On June 29, 2020, the U.S. Food and Drug Administration (FDA) approved PHESGO (pertuzumab, trastuzumab, and hyaluronidase-zzxf) for:
  • Early breast cancer (EBC) in combination with chemotherapy as: 
  • Neoadjuvant treatment of patients with HER2-positive, locally advanced, inflammatory, or early stage breast cancer (either greater than 2 cm in diameter or node positive) as part of a complete treatment regimen for EBC. 
  • Adjuvant treatment of patients with HER2-positive EBC at high risk of recurrence. 
  • Metastatic breast cancer (MBC) in combination with docetaxel for treatment of patients with HER2-positive MBC who have not received prior anti-HER2 therapy or chemotherapy for metastatic disease.
Select patients for therapy based on an FDA-approved companion diagnostic test. Information on the FDA-approved tests for the detection of HER2 protein overexpression and HER2 gene amplification is available at http://www.fda.gov/CompanionDiagnostics

The approved recommended dosage is as follows: 
  • Initial dose: PHESGO 1,200 mg pertuzumab, 600 mg trastuzumab, and 30,000 units hyaluronidase administered subcutaneously over approximately 8 minutes. 
  • Maintenance dose: PHESEGO 600 mg pertuzumab, 600 mg trastuzumab, and 20,000 units hyaluronidase administered subcutaneously over approximately 5 minutes every 3 weeks.
  • Neoadjuvant: PHESGO by subcutaneous injection every 3 weeks and chemotherapy by intravenous infusion preoperatively for 3 to 6 cycles. 
  • Adjuvant: PHESGO by subcutaneous injection every 3 weeks and chemotherapy by intravenous infusion postoperatively for a total of 1 year (up to 18 cycles). 
  • MBC: PHESGO by subcutaneous injection and docetaxel by intravenous infusion every 3 weeks. 
PHESGO must always be administered by a healthcare professional by subcutaneous injection only in the thigh. PHESGO has different dosage and administration instructions than intravenous pertuzumab, intravenous trastuzumab, and subcutaneous trastuzumab when administered alone.  

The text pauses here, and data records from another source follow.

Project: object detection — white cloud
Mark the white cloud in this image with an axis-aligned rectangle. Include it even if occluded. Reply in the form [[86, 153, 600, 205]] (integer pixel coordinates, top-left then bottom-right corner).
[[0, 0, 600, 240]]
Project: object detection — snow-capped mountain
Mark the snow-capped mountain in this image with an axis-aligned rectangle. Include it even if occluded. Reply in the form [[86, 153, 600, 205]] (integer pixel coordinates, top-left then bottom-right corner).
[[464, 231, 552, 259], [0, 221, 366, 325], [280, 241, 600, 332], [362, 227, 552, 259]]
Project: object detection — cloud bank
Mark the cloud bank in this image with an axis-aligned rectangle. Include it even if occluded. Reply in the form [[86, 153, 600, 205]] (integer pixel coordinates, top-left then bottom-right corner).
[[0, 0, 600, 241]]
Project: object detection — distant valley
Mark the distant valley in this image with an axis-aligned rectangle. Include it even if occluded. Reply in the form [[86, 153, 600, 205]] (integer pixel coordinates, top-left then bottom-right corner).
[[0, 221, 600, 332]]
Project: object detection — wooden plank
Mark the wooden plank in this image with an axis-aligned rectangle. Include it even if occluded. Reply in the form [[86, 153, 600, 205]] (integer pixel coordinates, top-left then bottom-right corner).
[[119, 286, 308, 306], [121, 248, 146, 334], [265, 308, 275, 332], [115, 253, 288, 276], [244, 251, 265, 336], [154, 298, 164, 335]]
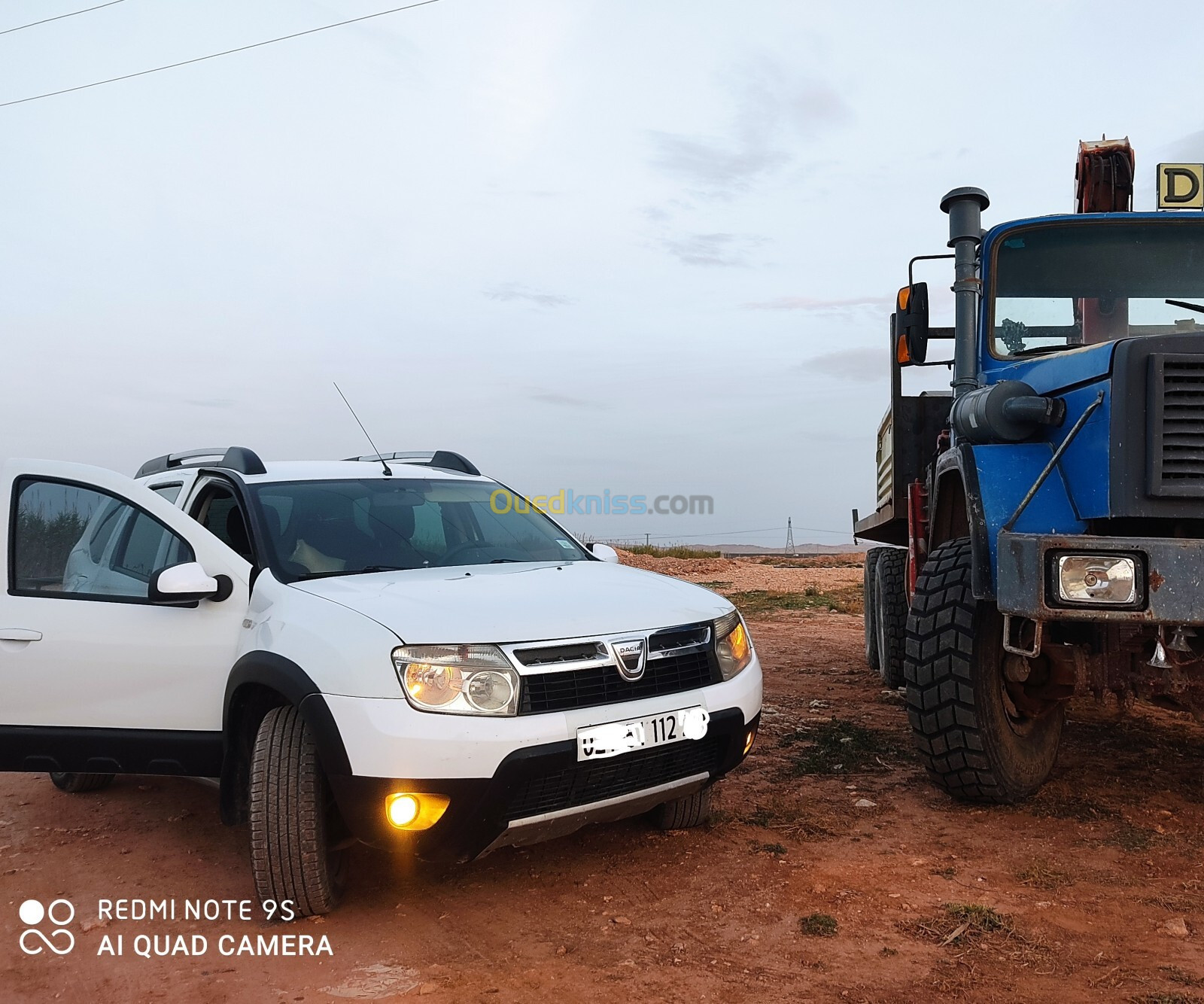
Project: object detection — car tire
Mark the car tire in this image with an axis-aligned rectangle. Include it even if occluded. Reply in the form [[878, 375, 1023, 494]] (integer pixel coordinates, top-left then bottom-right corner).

PHESGO administration can result in subclinical and clinical cardiac failure. The incidence and severity was highest in patients receiving PHESGO with anthracycline-containing chemotherapy regimens. Evaluate cardiac function prior to and during treatment with PHESGO.  Discontinue PHESGO treatment in patients receiving adjuvant therapy and withhold PHESGO in patients with metastatic disease for clinically significant decrease in left ventricular function. 

Exposure to PHESGO can result in embryo-fetal death and birth defects, including oligohydramnios and oligohydramnios sequence manifesting as pulmonary hypoplasia, skeletal abnormalities, and neonatal death. Advise patients of these risks and the need for effective contraception.  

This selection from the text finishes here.